Open bkj opened 7 years ago

bkj commented 7 years ago

Hi All --

I was wondering whether someone could weigh in on whether the EOS character is necessary? It seems like it acts like a bias term -- a vector that is added the representation of every input example. Does this empirically yield better performance?

The motivation for the question is this -- I'm using the supervised model w/ negative sampling to train a classifier w/ > 1M output classes. I want to use a word to query the output embeddings -- eg, enter the word "sports" and find the labels that are most similar to the word "sports". But ATM it seems like the input vectors (eg word vectors) and output vectors (eg label embeddings) are separated. I was wondering whether removing the <s> "bias term" would fix the issue. Any thoughts?

EdouardGrave commented 7 years ago

Hi @bkj,

You are correct, since the EOS token is added to all examples, it can be interpreted as a bias term. From my experiments, I would say that the presence or absence of this token does not have an important influence on the performance of the model. Practically, it is also useful to include because because there are no "empty sentences" (sentences without words or with only out-of-vocabulary words).

What do you mean by separated? Before comparing input and output vectors, you should probably normalize them (so that they have an L2 norm equal to 1). Also, what loss are you using to train the model?

bkj commented 7 years ago

By "separated" I mean that the mean word-word distance and mean label-label distance are smaller than the mean word-label distance. I can upload an illustrative plot in a few hours.

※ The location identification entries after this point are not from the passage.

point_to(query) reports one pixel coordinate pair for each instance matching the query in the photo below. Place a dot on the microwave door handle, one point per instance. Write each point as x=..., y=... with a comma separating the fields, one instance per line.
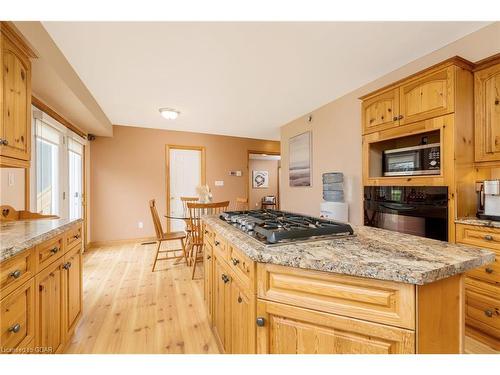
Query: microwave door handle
x=398, y=208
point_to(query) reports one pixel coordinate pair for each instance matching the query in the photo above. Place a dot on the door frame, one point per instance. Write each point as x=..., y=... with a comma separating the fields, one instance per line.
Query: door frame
x=203, y=176
x=248, y=174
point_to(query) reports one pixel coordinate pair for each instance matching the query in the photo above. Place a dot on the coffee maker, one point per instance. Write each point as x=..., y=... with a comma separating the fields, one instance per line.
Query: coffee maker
x=488, y=200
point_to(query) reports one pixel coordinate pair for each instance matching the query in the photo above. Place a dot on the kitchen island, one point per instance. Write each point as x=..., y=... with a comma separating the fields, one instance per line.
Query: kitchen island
x=374, y=292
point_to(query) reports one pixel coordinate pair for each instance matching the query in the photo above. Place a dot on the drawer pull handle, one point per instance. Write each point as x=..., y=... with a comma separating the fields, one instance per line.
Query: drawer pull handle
x=15, y=328
x=16, y=274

I would've expected the distributions to be the same -- with the point cloud of word embeddings and label embeddings totally superimposed over one another.

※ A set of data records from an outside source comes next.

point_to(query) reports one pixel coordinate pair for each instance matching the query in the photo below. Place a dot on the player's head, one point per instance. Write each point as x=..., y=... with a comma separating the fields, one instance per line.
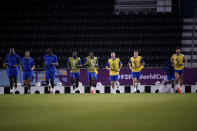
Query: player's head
x=113, y=55
x=12, y=51
x=74, y=54
x=91, y=54
x=135, y=53
x=27, y=53
x=178, y=50
x=49, y=50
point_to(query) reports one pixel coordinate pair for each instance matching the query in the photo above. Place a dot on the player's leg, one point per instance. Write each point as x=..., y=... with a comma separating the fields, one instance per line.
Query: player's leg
x=47, y=79
x=116, y=81
x=77, y=77
x=73, y=80
x=11, y=79
x=177, y=82
x=94, y=79
x=134, y=78
x=29, y=85
x=52, y=79
x=138, y=74
x=181, y=79
x=172, y=83
x=15, y=75
x=113, y=87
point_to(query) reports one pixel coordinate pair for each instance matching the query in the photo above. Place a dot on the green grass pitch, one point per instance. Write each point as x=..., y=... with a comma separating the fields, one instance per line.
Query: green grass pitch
x=99, y=112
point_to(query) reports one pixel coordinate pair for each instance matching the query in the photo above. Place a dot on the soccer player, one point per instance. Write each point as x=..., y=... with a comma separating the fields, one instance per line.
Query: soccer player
x=169, y=71
x=74, y=64
x=50, y=61
x=91, y=62
x=136, y=64
x=27, y=65
x=12, y=62
x=178, y=60
x=114, y=65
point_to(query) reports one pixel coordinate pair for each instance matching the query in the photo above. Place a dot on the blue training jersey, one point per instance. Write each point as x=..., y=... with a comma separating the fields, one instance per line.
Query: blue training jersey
x=48, y=59
x=12, y=60
x=168, y=68
x=27, y=64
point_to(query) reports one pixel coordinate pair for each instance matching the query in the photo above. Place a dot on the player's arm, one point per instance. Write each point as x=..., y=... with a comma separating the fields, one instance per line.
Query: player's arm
x=120, y=65
x=21, y=66
x=85, y=62
x=107, y=66
x=68, y=64
x=184, y=60
x=33, y=65
x=172, y=60
x=130, y=64
x=142, y=63
x=79, y=64
x=18, y=61
x=5, y=64
x=55, y=62
x=96, y=66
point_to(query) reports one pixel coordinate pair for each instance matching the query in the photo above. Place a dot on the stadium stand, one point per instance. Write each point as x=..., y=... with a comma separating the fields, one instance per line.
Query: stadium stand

I'm using cosine similarity (dot product of L2 normalized vectors. Does that seem reasonable to you?

I'm using the negative sampling ns loss, since that seemed the most reasonable for such a large number of classes. From prior experiments, I'd guess that softmax would be too slow, but I haven't really played w/ hs at all.

bkj commented 7 years ago

Here's a plot illustrating what I'm talking about.

screen shot 2017-04-19 at 10 39 06 pm

Generated by

word_sel = np.random.choice(nword_vec.shape[0], 5000)
word_sims = nword_vec[word_sel].dot(nword_vec[word_sel].T)

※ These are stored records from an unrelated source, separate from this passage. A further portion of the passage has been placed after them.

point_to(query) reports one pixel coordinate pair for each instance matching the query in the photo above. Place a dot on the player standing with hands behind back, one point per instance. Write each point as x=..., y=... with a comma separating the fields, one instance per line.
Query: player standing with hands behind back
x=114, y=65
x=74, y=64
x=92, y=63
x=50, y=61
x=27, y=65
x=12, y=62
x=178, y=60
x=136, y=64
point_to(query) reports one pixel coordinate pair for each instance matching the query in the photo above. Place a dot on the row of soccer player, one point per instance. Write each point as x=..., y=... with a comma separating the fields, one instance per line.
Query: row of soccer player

user_sel = np.random.choice(nuser_vec.shape[0], 5000)
user_sims = nuser_vec[user_sel].dot(nuser_vec[user_sel].T)

cross_sims = nuser_vec[user_sel].dot(nword_vec[word_sel].T)

_ = plt.hist(np.hstack(word_sims), 100, alpha=0.2, label='word-word')
_ = plt.hist(np.hstack(user_sims), 100, alpha=0.2, label='user-user')
_ = plt.hist(np.hstack(cross_sims), 100, alpha=0.2, label='word-user')
_ = plt.legend(loc='upper left')
_ = plt.xlabel('cosine sim')
_ = plt.ylabel('count')
show_plot()

where nuser_vec and nword_vec are L2-normalized label and word vectors, respectively. The fact that the mean cosine similarity between words and labels is < 0 indicates some difference in location of the point clouds. I guess this isn't particularly surprising if there's an offset -- I can modify the code to ignore EOS, re-run and see what happens. Will report back when that's done, but in the meantime let me know if you think I'm misinterpreting anything here.

loretoparisi commented 7 years ago

@bk How did you normalized the labels and word vectors (numpy, etc..)? Did you try the test without the EOS char as well?